Where appropriate, ‘tidyprompt’ may also support native configuration of
specific APIs. Currently, `answer_as_json()` and `answer_using_tools()`
offer native support for adhering to JSON schemas and calling functions.
Native handling may be powerful in some cases, but restrictive in other
cases. It is good to test what works best for your use case. Note also
that prompt wraps may extend what is enforced by native handling, such
as adding additional validation or feedback.

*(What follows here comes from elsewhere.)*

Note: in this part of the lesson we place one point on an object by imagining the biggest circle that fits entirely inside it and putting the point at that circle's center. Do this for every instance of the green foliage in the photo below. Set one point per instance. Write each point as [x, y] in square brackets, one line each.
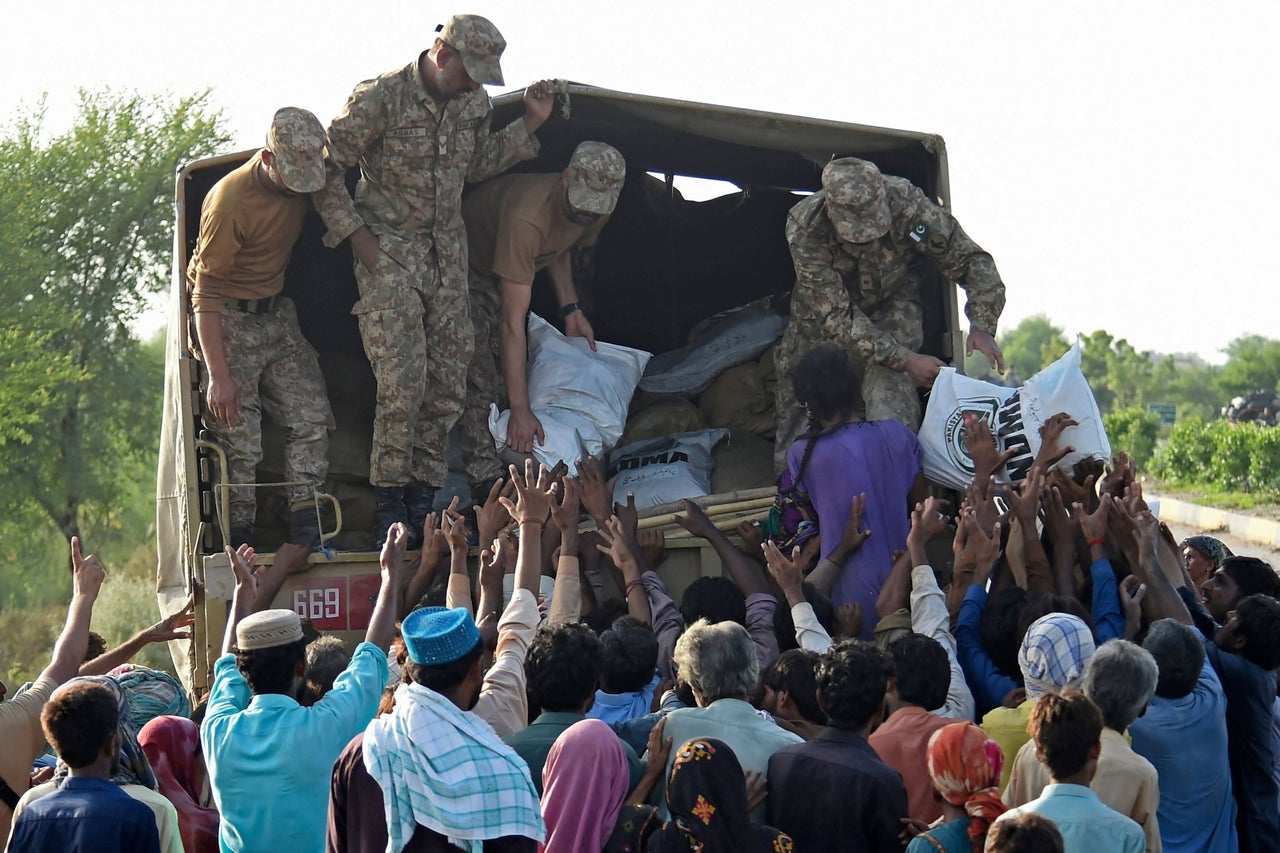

The philosophy behind ‘tidyprompt’ is furthermore that it aims to be
flexible enough that users can implement advanced features, potentially
specific to certain LLM providers, within the options of their custom
prompt wraps. This way, ‘tidyprompt’ can be a powerful tool for a wide
range of use cases, without focusing on maintaining provider-specific
features.

#### ‘tidyprompt’ versus ‘ellmer’ & ‘tidyllm’

In line with the above, ‘tidyprompt’ is less focused on
interfacing with the APIs of various LLM providers, like R packages
‘ellmer’ and ‘tidyllm’ do. Instead, ‘tidyprompt’ is primarily focused on
offering a framework for constructing prompts and associated logic for
interactions with LLMs.

We aim to design ‘tidyprompt’ in such a way that it may be compatible
with ‘ellmer’, ‘tidyllm’, and any other packages offering an interface to
LLM APIs. We are open to feedback on our design and may include
compatibility with specific features from these packages in the future.